Yet in this crucible time, are we letting God shape us, grow us, develop us and fashion us; he wants us to become diamonds not piles of coal dust, he wants the work he has done within us to be like the rose bud beautiful and fragrant.

So let us not rush to Sunday just yet, let’s be open to what the Holy Spirit wants to do in us and through us on the Saturday which will add the the beauty and richness of the arrival of the Sunday.

Lets not waste our Saturday, but say to God;

“What do you want to teach me?”

“What can I learn in this time?”

“How are you going to shape me?”

So let’s make the most of the Saturdays God gives us.

Easter, Resurrection

Some thoughts on Death and Resurrection.

A massive Easter theme as the whole story is about death and resurrection, but I was thinking about this as phase and pattern of life too.

We need death, sometimes things that were once full of life become redundant and need to die, so something new and beautiful can take its place, the classic example of this is of course the caterpillar which goes into its Chrysalis and comes out a butterfly (although some of us might argue that is only pseudo death).

I think sometimes we as Christians do play with pseudo death, we’ve not really died, we’ve just laid down for 30 seconds and held our breath, but the problem is when we do this we rob ourselves of very real resurrection.

Resurrection is so much more than re-branding and re-energizing a corpse.

Resurrection should never be mistaken for Resuscitation.

Resurrection can only follow death, real death.

Death has a sting, perhaps to admit something that has worked no longer works feels like failure?

Perhaps we have become so familiar with the status quo that we cannot imagine life without it?

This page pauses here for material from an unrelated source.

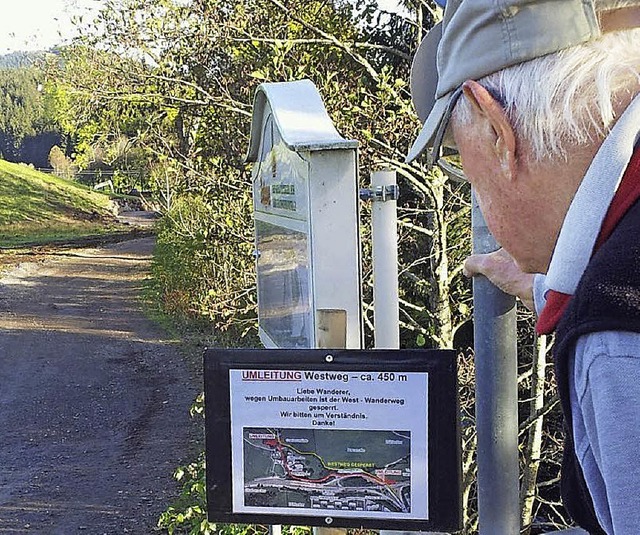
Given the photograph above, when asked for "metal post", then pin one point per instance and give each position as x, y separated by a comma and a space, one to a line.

Perhaps our very identity has become tied up with what has died/is dying.

Death feels final.

It is a laying down of visions and dreams, requiring us to trust in a resurrection that as yet cannot be seen.

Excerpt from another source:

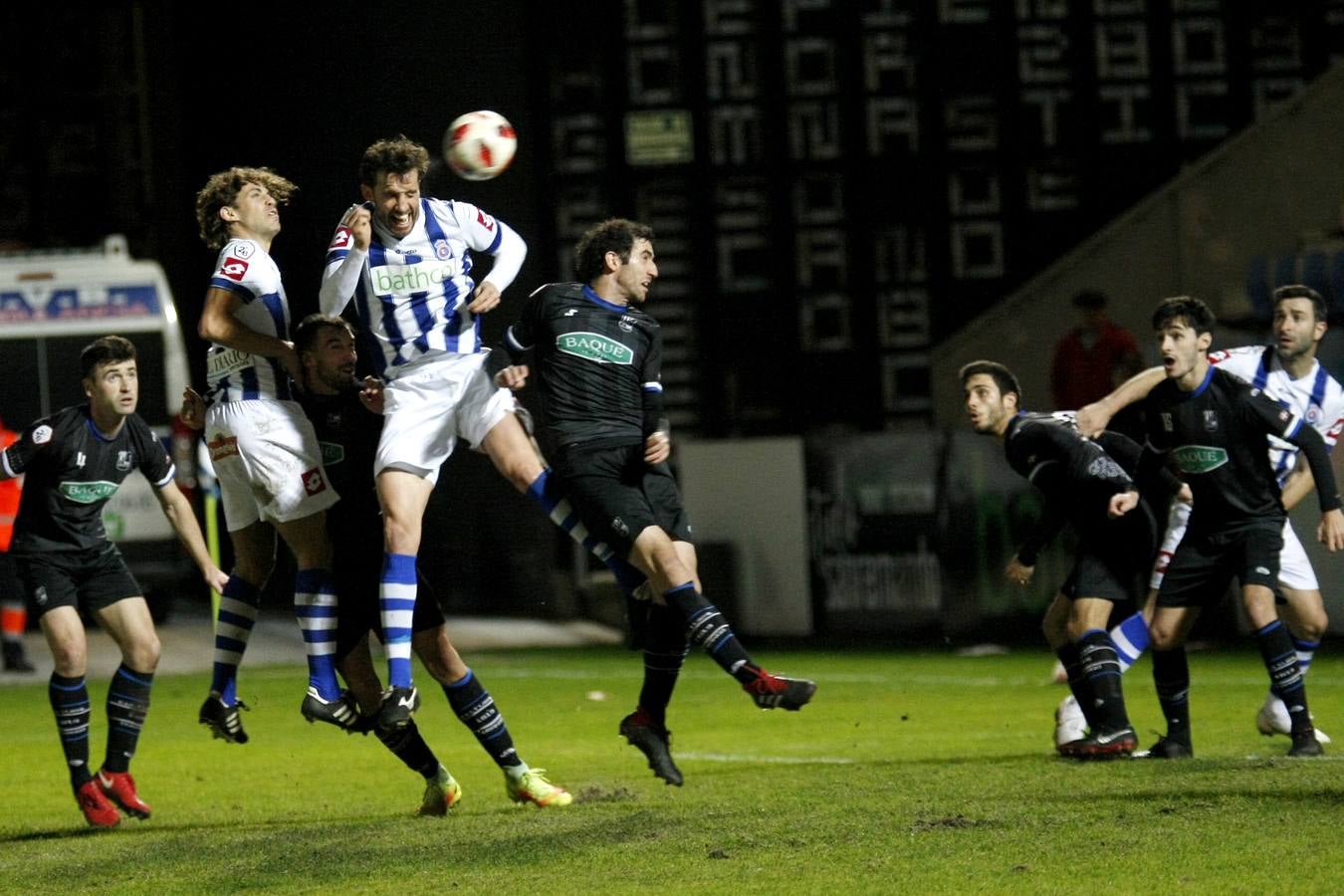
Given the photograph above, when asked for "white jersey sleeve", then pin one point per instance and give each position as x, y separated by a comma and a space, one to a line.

We try to avoid death where possible, it is the last taboo in our society.

To be the one that administers death feels a massive responsibility, and yet somethings need to die, as it in kinder and more loving to elevate suffering that prolonging the agony.

Often everyone knows something has died, yet no one wants to admit that death has occurred, or is occurring, being the one who acknowledges the elephant in the room is a brave thing to do (often a bit like the child in the story of the Emperors’ new clothes, who noticed “the Emperor is in the nude!”) -Could God be calling you to be the Elephant spotter or the Child?

And yet without death we cannot have the glory of resurrection.

We have to pass through the sharpness of a Good Friday pain, the nothingness of Easter Saturday in order to witness resurrection on Sunday Morning.

We live in the moment, and we avoid the pain of Good Friday and the emptiness of Easter Saturday but leave us robbed of the glory of Easter day, resurrection day.

Jesus said that “unless a grain of wheat falls to the ground AND DIES it remains a single grain of wheat, but when it dies it yields a harvest of 10, 20 or 100fold!”

Too often as Church and as individuals we want to stay as one grain of wheat, rather than experience death and come out the other-side with a hundred fold harvest.

It is about laying down what’s in your hand to be ready to pick up something new.

Leaving behind something in order to move forward into something else.

In the scariness of the uncertainty, sacrifice, loss and emptiness we discover the miracle of new life, greater life and a new harvest.